For as long as humans have walked the earth, there have been vision problems, and for most of our history, those afflicted with near or far sightedness had no choice but to shoulder through life through a perpetual blurry haze. Their peers often grouped them in with the blind and other disabled, and they were considered disabled by their peers.
Human ingenuity eventually found a way to solve this problem. There is no accurate data as to who first produced spectacle lenses, but there are numerous accounts in the 1st century of the Roman writer Seneca using a makeshift magnifying glass comprised of a glass globe of water to read.
Fast forward a thousand years and we see the collapse of the Roman Empire and the prevalence of monasteries. The monks who lived in these buildings spent their days poring over documents for transcribing and translating purposes. The usually dim conditions and small type of the text put strains on their eyes, and they developed a device referred to as a “reading stone.” These built upon Seneca’s invention; they used a regular glass sphere laid on top of their tomes for magnifying purposes.

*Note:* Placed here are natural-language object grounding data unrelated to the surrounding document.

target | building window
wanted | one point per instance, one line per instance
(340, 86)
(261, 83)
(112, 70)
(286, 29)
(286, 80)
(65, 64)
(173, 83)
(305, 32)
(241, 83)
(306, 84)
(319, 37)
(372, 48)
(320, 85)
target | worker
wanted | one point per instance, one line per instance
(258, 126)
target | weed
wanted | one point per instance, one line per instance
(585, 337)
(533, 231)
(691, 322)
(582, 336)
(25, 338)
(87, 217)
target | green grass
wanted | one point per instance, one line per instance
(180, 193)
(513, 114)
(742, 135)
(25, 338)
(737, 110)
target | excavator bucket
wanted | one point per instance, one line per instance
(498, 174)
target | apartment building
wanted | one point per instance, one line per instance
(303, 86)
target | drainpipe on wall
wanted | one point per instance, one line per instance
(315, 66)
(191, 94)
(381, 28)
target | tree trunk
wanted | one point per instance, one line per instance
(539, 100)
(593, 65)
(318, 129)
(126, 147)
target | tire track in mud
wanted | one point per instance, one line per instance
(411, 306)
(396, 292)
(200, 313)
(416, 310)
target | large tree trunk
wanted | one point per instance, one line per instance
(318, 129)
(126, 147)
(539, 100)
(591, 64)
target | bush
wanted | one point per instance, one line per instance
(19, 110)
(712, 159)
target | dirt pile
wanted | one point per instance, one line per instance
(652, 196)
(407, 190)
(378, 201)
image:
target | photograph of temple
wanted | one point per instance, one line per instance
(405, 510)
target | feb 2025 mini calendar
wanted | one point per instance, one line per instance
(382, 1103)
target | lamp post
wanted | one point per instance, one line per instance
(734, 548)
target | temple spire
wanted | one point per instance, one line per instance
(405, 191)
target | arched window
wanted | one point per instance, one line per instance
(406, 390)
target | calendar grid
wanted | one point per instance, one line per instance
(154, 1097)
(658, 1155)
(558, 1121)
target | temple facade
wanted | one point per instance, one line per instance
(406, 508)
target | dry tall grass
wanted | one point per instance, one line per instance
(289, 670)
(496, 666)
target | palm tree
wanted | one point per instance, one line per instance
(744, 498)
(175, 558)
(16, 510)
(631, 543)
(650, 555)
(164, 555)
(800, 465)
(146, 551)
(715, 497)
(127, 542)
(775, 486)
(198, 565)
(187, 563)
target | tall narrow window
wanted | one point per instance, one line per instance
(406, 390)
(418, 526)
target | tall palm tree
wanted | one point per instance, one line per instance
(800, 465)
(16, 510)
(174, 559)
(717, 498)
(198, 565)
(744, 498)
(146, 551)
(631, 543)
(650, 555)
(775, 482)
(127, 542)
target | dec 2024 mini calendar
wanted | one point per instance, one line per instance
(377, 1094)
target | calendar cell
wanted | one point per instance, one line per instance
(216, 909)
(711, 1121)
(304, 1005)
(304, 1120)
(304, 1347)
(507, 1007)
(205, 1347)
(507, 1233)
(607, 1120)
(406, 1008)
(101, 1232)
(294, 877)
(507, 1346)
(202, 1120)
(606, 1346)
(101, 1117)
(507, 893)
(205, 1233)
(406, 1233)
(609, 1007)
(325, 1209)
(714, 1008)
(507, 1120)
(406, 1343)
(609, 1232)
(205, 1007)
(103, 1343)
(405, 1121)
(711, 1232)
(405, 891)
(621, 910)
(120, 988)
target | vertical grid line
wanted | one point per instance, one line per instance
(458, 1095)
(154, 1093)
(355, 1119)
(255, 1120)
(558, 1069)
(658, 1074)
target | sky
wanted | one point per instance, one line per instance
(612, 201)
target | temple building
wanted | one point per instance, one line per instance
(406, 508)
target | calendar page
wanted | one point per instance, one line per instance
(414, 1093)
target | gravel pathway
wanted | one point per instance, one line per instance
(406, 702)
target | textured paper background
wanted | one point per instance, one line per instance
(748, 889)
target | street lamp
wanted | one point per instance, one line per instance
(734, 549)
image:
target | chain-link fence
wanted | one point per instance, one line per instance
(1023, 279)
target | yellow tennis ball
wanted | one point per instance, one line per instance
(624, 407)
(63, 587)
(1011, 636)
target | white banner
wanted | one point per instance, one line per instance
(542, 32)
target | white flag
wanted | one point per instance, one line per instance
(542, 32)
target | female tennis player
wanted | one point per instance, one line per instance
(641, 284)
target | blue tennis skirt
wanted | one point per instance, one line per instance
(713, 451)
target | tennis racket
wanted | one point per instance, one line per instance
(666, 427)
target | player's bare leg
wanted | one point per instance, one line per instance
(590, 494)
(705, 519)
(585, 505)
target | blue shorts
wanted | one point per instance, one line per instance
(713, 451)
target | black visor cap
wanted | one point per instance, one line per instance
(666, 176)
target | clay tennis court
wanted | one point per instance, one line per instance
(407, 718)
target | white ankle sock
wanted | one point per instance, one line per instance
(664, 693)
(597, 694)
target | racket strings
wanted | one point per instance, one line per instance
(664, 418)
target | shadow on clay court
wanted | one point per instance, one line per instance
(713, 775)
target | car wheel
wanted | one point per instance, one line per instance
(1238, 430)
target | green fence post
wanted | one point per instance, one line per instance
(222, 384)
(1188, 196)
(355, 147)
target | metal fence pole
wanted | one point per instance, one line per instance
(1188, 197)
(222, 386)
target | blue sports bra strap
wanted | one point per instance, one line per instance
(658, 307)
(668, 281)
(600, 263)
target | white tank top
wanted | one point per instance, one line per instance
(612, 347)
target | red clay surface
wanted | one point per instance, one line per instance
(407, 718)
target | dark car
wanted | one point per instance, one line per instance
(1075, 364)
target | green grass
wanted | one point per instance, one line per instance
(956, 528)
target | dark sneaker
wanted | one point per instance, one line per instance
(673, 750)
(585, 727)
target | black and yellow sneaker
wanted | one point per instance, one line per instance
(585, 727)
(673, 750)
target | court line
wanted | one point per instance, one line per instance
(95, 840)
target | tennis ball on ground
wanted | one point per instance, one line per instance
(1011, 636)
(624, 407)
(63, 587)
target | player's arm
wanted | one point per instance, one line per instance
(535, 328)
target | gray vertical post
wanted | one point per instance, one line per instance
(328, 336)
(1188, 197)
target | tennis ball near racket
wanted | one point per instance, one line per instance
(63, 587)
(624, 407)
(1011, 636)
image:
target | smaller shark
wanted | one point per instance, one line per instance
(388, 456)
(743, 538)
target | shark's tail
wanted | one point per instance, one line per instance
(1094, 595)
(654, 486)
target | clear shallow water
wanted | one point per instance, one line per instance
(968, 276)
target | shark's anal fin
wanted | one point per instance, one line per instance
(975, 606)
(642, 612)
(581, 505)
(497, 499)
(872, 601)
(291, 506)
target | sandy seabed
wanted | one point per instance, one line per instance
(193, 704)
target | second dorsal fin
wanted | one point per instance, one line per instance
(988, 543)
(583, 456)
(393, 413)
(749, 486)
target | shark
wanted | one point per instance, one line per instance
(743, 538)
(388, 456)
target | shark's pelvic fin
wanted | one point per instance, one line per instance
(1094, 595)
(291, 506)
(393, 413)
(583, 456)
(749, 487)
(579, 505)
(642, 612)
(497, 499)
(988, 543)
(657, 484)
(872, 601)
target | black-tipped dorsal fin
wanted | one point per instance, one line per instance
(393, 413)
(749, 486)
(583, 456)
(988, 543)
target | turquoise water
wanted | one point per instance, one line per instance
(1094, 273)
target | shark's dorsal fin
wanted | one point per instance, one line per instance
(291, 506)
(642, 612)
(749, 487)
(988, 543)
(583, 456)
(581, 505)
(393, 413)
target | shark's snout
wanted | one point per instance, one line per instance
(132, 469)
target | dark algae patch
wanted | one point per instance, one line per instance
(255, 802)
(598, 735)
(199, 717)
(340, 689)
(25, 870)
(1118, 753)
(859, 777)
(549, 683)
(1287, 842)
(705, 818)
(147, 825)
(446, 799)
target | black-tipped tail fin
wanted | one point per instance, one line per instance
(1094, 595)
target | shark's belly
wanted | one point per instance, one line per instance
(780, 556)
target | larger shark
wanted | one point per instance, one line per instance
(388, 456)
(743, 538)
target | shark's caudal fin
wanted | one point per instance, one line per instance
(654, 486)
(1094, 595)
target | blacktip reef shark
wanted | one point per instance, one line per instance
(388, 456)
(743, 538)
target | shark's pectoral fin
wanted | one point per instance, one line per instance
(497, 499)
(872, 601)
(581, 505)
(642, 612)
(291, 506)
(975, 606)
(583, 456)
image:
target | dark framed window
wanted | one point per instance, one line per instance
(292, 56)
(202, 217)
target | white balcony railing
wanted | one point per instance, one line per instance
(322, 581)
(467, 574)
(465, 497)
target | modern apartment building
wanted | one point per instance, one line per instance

It would take another two hundred years before someone would invent a pair of wearable eye glasses. In Italy, the monk, Allesandro della Spina, fashioned frames made of bone or metal with a quartz lenses. He was forced to make due with this substitute material, as there were technological limitations behind producing spherical lenses in glass.
Glasses continued to slowly grow and evolve over the years, eventually spreading from Europe and making their way into China and Asia. The modern version of eyeglasses that we are all familiar with didn’t have its start until 1727 in Britain. There, the optician Edward Scarlett produced a frame that would be placed over the ears and nose, for ease of use in daily transportation.